Чем дольше он думал об этом, тем больше убеждался: только кровавая революция изменит бытие. Только насилие...
И в таком случае просто естественным представляется убийство Марино Фальера.
***
-- Всем вам прекрасно известно, каким образом произошло некогда разделение человечества. Одни люди, преданные своей идее, не испугались боли и смерти, ушли в степь, полностью отказавшись от всех благ техники, они жили в чудовищных условиях, замерзали зимою, сходили с ума от жары летом, их женщины рожали своих детей в грязи, прямо на жесткой земле, не получая никакой помощи. Эти люди совершили подвиг и были вознаграждены Господом.

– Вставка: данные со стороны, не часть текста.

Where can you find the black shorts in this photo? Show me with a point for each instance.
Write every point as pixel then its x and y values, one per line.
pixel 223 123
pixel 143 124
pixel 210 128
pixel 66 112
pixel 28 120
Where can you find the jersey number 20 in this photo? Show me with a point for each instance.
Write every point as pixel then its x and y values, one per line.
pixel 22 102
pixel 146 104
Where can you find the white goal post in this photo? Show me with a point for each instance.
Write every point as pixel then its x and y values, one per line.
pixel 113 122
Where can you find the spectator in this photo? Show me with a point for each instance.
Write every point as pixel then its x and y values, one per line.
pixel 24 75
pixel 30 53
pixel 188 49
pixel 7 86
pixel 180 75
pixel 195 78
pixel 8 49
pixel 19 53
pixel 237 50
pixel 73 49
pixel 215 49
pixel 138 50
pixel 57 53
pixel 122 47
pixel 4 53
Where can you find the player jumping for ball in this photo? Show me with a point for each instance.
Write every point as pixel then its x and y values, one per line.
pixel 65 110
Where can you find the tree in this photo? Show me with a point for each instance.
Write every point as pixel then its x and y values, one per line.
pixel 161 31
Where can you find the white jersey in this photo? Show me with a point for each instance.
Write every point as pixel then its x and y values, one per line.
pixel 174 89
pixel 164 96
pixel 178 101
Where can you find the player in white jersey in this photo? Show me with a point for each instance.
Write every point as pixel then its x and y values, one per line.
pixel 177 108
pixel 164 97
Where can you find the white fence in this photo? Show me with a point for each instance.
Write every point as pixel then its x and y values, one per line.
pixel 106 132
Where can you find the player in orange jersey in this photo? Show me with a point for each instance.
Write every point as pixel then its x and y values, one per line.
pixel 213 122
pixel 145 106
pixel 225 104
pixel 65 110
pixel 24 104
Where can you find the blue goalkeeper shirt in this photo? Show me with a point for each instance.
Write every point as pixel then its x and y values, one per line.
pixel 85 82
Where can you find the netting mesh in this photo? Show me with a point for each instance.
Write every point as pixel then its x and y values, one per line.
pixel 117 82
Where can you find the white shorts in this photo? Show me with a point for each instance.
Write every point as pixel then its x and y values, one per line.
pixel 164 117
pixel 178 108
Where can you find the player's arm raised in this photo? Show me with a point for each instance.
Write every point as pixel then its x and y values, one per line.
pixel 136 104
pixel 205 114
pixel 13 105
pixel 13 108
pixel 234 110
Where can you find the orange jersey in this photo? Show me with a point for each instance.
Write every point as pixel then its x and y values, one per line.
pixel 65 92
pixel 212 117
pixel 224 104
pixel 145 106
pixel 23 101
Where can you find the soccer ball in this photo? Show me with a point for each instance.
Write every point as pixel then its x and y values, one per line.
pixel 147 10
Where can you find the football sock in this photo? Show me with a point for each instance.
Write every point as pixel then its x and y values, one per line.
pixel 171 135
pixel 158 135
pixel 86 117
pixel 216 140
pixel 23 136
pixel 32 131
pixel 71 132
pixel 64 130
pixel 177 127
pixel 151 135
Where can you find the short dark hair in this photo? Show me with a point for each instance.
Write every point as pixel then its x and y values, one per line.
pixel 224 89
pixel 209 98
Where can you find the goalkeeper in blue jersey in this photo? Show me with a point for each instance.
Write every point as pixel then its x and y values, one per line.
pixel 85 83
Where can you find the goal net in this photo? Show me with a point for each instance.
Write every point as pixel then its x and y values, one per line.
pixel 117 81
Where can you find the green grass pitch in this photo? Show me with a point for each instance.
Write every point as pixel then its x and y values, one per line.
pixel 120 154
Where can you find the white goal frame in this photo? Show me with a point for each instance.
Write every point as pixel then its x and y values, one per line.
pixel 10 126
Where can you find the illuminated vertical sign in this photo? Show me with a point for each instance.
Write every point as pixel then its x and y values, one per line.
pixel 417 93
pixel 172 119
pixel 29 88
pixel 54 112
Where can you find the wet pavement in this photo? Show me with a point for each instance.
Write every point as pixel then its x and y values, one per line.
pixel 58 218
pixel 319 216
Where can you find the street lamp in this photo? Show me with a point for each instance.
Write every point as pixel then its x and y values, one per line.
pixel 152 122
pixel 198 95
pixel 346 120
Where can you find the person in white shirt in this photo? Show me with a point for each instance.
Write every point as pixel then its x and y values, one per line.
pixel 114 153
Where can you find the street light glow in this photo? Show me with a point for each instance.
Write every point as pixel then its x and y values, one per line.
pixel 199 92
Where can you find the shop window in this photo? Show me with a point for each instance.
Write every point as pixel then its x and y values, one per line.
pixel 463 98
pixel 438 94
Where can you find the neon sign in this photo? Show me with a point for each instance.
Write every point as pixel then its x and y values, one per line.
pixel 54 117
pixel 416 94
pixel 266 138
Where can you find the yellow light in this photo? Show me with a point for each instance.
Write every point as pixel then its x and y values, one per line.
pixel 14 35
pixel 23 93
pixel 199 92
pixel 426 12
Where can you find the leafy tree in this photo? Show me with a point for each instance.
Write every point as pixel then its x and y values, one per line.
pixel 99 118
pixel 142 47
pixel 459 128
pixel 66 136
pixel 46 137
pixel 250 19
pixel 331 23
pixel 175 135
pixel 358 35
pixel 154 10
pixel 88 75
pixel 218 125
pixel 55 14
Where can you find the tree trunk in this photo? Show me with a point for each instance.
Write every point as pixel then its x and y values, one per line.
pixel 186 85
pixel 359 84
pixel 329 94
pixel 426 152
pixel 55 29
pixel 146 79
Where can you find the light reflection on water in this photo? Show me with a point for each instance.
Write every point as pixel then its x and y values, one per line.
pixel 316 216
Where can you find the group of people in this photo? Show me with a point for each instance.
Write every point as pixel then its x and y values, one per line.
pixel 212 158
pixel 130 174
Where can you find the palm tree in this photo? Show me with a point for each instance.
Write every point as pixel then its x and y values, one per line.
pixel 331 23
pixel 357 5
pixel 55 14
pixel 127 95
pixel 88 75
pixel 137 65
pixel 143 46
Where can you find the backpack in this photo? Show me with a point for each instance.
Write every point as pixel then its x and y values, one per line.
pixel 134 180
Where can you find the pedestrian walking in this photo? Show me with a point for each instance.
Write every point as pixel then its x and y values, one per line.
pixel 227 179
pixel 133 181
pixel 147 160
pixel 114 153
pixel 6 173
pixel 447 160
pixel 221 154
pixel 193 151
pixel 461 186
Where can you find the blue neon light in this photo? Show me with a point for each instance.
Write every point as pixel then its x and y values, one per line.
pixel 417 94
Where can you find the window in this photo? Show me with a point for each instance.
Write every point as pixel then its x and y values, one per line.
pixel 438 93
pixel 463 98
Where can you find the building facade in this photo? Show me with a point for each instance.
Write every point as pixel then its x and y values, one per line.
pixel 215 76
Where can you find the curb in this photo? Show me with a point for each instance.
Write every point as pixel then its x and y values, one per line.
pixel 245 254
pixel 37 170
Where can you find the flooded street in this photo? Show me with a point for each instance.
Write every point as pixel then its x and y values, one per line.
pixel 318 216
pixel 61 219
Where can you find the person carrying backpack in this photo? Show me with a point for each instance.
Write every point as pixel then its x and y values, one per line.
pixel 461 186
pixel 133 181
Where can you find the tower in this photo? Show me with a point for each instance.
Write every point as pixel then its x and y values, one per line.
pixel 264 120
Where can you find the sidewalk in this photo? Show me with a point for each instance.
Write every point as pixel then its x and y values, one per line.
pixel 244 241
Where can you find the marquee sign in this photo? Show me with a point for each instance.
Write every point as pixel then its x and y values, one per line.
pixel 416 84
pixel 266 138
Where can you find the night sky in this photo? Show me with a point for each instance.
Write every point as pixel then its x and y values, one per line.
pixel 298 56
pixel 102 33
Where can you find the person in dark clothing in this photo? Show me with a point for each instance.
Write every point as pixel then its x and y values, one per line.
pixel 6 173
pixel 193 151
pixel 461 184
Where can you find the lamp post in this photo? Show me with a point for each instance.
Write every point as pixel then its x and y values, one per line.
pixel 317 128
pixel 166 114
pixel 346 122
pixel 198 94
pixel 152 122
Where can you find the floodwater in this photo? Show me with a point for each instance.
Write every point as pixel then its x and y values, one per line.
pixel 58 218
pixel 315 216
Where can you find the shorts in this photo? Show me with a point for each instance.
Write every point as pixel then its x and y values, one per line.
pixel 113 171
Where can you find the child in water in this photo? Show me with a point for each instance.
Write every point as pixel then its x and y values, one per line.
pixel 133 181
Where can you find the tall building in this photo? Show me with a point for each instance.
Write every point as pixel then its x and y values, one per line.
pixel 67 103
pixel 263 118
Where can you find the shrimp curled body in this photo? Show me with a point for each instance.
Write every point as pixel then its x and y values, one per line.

Оставшиеся же предпочли более приемлемые условия существования, но оказались лишены внутреннего света... все помнят об этом, но скажите мне, скажите же: когда мы стали такими? Когда мы изменились? Когда идеалы нашего бога-предка Арлена оказались подменены иллюзиями? По какой же причине наши прадеды бежали от машин, уж не потому ли, что не в состоянии были работать со сложной техникой? Нет! Они бежали, стремясь спасти и сохранить свою человеческую душу, мятущуюся, чувственную, они хотели просто оставаться людьми и дальше. Но что теперь? Мы больше ничем не жертвуем. Мы тратим все свое время, часы, дни, недели и годы пустого времени, на какие-то духовные практики, лишенные смысла медитации, и даже если отдельные наши представители в итоге уходят в степь, чтобы завершить свою бесцельную жизнь в одиночестве, разве это ведет нас к самосовершенствованию? Нет! Наше существование -- ложный путь, мы сошли с тропы, ведущей к просветлению и единению с Богом, мы превратились в... грязь. Теперь те, кого наши предки обогнали в духовном развитии, переносят лишения и невзгоды. Кто знает: что, если прогневанный нами Господь наградит своим даром кого-то из них? Мы не жалеем их теперь, и пожалеют ли они нас тогда? Если гнев Господень направит их карающую длань на нас? Вы должны понять, так дольше продолжаться не может. В единении и всепрощении -- наше будущее. Необходимо изменить наше отношение к бездушным. Они должны иметь равные с нами права. Мы обладаем несметными богатствами, нажитыми их трудом, когда они ютятся в своих хижинах и продолжают работать по шестнадцать часов в сутки! Мы должны вернуться к заветам наших предков, в степь, стать слугами нашим обездоленным ближним, потому что возвышается лишь тот, кто унижает себя. Мы должны снова обрести свою смелость!..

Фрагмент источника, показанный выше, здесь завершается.